Something I've seen implemented in the past: the increment value can't be expressed precisely in the fixed-point format, but it can be expressed as a fraction. (This is similar to the "keep track of an error value" solution.)
Actually in this case the problem was slightly different, but conceptually similar—the problem wasn't a fixed-point representation as such, but deriving a timer from a clock source that wasn't a perfect multiple. We had a hardware clock that ticks at 32,768 Hz (common for a watch crystal based low-power timer). We wanted a millisecond timer from it.
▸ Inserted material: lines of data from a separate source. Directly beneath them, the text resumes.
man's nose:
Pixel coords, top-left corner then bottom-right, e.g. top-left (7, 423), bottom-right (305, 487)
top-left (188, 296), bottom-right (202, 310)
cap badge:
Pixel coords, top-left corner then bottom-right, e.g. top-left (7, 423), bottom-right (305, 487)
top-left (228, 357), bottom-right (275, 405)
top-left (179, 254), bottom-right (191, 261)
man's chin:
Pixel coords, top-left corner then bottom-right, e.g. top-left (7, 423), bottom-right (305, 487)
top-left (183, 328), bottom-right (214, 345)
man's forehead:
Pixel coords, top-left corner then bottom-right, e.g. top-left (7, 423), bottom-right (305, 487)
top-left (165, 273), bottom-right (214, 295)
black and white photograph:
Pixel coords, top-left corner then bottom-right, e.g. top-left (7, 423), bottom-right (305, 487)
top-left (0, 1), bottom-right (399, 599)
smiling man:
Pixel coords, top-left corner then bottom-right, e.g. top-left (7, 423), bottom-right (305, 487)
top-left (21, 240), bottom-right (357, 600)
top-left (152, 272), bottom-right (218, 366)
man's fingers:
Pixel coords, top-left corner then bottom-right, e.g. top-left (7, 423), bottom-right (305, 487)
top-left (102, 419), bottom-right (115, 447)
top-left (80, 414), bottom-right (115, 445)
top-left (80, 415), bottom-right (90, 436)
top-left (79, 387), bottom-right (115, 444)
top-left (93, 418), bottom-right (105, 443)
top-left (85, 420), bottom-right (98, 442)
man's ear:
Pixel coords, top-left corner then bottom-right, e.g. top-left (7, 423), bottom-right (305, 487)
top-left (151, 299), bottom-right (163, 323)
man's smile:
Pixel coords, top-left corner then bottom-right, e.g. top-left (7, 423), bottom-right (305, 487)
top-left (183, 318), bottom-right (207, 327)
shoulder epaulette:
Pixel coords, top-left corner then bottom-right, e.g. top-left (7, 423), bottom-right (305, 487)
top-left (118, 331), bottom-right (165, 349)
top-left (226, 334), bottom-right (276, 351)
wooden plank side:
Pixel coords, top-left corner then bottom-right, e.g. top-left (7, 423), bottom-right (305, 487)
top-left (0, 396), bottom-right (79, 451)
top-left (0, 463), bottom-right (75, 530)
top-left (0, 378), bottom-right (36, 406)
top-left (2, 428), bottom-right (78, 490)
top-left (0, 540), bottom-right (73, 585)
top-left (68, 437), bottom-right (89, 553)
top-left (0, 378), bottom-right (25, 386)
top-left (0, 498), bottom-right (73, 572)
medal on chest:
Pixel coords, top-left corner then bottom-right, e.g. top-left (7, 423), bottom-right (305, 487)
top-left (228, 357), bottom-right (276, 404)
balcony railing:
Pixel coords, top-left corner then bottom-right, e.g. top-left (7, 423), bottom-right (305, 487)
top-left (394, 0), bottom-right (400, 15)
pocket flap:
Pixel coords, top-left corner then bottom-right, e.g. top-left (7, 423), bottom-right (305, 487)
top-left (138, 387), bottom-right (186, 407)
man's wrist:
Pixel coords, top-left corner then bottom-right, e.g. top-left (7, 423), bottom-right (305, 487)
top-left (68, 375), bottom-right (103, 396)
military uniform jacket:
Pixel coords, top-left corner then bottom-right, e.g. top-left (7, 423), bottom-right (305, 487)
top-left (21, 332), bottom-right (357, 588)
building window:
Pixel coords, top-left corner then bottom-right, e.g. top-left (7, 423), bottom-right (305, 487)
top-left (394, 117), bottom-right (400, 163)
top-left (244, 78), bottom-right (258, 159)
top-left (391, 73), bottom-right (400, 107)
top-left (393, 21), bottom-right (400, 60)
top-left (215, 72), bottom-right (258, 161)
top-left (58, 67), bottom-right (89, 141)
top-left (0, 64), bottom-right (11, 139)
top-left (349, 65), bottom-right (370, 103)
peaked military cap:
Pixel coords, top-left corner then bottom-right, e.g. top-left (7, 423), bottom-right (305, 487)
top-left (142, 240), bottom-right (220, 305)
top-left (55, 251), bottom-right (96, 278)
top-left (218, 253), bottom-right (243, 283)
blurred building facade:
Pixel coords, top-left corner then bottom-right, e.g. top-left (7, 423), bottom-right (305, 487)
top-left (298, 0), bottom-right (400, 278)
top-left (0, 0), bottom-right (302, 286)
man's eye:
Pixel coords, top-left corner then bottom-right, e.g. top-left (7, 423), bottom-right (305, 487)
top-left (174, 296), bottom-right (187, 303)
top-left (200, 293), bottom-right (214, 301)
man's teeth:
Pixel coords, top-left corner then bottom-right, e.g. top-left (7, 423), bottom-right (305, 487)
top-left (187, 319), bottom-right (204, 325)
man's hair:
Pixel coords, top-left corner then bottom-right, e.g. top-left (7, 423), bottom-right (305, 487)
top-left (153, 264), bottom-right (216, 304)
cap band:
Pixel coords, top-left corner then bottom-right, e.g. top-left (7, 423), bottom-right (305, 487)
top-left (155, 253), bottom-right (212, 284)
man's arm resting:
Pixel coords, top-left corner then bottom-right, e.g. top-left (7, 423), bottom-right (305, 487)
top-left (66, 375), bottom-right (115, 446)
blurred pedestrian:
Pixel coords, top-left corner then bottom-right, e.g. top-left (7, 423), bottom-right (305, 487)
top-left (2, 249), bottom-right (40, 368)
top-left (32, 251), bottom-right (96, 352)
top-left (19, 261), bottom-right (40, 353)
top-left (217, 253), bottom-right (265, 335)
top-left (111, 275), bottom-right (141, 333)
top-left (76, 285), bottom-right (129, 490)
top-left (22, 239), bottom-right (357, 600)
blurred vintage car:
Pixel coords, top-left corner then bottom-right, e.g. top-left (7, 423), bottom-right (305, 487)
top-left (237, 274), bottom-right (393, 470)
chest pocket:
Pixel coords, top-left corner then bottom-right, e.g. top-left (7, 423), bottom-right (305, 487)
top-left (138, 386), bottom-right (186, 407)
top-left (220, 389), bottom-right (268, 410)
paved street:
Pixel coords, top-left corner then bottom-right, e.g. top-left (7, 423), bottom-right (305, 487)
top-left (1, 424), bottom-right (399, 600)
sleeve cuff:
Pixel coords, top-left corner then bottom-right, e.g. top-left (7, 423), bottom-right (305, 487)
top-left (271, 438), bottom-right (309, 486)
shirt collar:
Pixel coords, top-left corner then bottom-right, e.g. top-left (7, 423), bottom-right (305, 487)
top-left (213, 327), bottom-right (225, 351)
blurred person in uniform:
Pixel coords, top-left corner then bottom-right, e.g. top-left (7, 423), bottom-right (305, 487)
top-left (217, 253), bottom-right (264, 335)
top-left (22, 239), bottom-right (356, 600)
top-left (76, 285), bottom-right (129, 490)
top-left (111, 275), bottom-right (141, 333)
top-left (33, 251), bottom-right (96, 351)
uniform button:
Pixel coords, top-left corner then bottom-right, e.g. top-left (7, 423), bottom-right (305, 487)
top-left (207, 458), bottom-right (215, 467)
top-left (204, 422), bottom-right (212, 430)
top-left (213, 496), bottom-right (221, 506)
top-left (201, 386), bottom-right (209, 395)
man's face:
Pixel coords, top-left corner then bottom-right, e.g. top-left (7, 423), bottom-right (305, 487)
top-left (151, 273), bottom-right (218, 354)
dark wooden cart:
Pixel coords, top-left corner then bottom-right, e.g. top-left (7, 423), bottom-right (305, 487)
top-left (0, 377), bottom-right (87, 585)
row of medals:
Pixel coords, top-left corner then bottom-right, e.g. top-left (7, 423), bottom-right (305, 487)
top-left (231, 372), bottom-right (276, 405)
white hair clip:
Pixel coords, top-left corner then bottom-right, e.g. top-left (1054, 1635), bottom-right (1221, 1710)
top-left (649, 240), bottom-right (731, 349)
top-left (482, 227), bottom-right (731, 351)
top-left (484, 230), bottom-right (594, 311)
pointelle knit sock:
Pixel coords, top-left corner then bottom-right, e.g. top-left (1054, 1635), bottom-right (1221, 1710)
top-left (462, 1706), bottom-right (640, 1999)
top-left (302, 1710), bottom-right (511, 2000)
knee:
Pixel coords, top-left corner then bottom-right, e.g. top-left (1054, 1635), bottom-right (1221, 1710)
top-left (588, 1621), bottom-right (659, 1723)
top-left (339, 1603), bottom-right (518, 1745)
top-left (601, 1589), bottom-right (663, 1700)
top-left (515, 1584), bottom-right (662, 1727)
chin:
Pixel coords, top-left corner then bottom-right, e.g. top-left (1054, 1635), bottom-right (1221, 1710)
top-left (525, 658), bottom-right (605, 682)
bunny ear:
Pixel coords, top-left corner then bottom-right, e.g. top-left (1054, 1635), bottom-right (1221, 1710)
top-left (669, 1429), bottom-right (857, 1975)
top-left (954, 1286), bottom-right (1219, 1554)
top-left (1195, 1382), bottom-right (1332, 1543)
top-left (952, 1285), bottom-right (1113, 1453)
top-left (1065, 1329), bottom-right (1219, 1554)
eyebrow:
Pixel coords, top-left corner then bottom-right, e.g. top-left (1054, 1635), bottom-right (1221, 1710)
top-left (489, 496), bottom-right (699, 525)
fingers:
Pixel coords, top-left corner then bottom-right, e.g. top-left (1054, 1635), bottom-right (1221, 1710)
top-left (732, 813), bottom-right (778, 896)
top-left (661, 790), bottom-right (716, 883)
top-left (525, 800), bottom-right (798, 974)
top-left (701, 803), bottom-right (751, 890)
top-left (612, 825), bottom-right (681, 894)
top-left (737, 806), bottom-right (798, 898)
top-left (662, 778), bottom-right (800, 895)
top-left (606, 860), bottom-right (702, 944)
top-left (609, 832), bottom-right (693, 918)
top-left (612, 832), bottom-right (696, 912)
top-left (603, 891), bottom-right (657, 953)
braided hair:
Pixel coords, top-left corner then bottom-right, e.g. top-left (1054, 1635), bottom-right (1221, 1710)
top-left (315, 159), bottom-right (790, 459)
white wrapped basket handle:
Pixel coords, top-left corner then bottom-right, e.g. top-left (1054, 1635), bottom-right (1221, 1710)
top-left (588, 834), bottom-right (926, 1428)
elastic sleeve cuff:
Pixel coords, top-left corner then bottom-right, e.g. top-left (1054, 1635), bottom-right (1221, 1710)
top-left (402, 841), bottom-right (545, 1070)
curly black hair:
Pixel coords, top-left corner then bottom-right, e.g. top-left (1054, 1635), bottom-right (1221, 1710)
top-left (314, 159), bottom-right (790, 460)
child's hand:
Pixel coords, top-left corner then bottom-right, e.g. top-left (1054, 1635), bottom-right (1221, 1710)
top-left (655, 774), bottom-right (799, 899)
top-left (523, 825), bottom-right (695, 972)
The millisecond timer should increment every 32.768 hardware ticks. The first approximation is to increment every 33 hardware ticks, for a nominal 0.7% error. But, noting that 0.768 is 768/1000, or 96/125, you can do this:
Keep a variable for "fractional" value. Start it on 0.
wait for the hardware timer to count 32.
While true:
increment the millisecond timer.
Add 96 to the "fractional" value.
If the "fractional" value is >= 125, subtract 125 from it and wait for the hardware timer to count 33.
Otherwise (the "fractional" value is < 125), wait for the hardware timer to count 32.
There will be some short term "jitter" on the millisecond counter (32 vs 33 hardware ticks) but the long-term average will be 32.768 hardware ticks.